Linux Shell: Bash

Outline:

  • 1.Why learn Linux?
  • 2.Bash as shell program to interact with Linux OS
    • 2a.Bash: navigate through your file system
    • 2b.Bash: make new files and directories
    • 2c.Bash: manipulate text files
    • 2d.Bash: write shell scripts
    • 2e.Bash: work with multiple files
  • 3.Resources

Before we begin:

  • Before class (instructor’s setup):
    • set font size to 36 for terminal
    • zoom in to use notepad!!!
    • export PS1='$ '
    • history -c to clear history export PROMPT_COMMAND="history 1> ~/Dropbox/Public/SCW_April2016_Prep/ShellHistory.txt"
    • If you need to create alias: alias p="pwd" will make p as a substitute for pwd (you might need it in case some aliases already set, i had alias ls=ls -F, so I had to change it back to demonstrate ls -F flag)
    • connect to remote Linux and mac machines to be able to show commands across platforms
  • Before class (students’ setup):

1. Why learn Linux?

  • Most widely used OS in research and technology
  • Open-source: free to get, free to use, free to modify.
  • Availability: Linux VM, Linux servers/clusters (UTA, TACC)
  • CLI (command line interface) and GUI (graphical user interface) are available

2. Bash as shell program to interact with Linux OS

  • We will focus on CLI that you can get access to through terminal window (open gitbash or terminal)
  • A shell is a command line interpreter for the system.
  • Bash is one of shell programs that can be used to interact with Linux OS. It is a program that runs other programs and it is also a programming language itself.

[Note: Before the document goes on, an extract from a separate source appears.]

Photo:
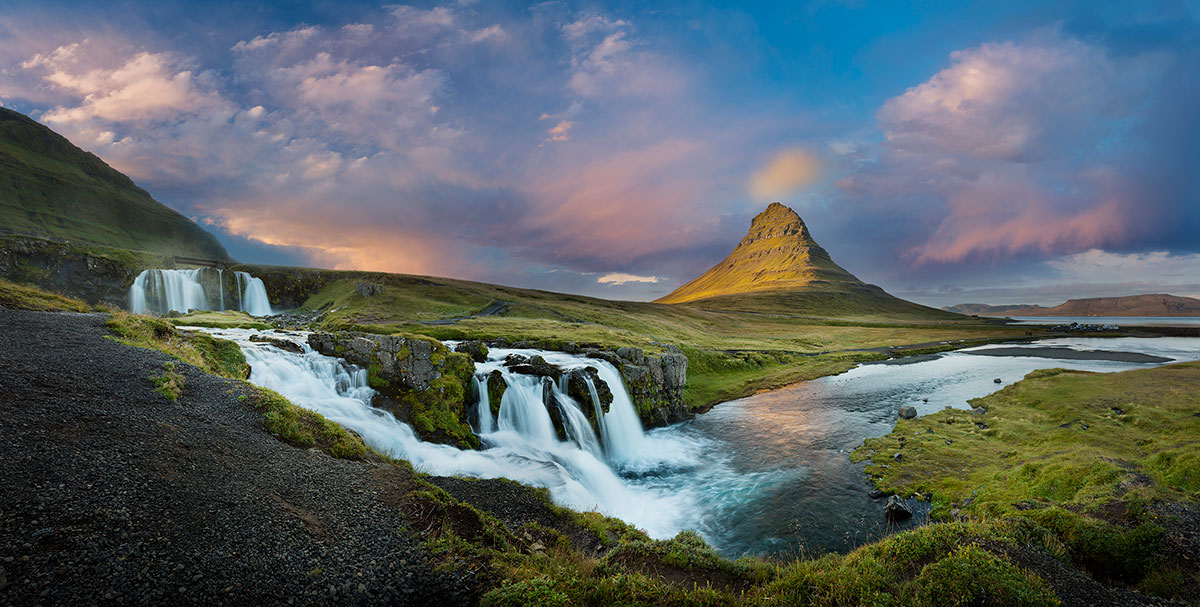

  • Let’s get familiar with the terminal first: prompt, commands, output

  • Here is the list of the commands we will use in the first half of the lesson. Not too many, but when used effectively, do simplify and speed up your work enormously!

# commands used in the first half of the lesson
$ echo       # print
$ whoami     # prints username
$ pwd        # print working directory path
$ cd         # change directory
$ mkdir      # make directory
$ touch      # create empty file
$ cat        # view file/concatinate files
$ mv         # move/rename file
$ cp         # copy file
$ rm         # delete file
  • Read-Evaluate-Print loop of CLI. When the user types a command and then presses the enter (or return) key, the computer reads it, executes it, and prints its output.
# '#' here and everywhere should be interpreted as comment

# echo command is executed: Try
$ echo "Welcome to our workshop!"

# only commands known to bash will be executed: Try
$ stop this session 

# what do you think this one does? Try
$ du -h

#To stop command execution, press `Ctrl+Enter`

# List of built-in bash commands:Try
$ help

# To get help for the command: Try
$ wc --help  
$ grep --help
$ man wc

# We will look at help pages in more details later
# And if you cannot find the command you want, google!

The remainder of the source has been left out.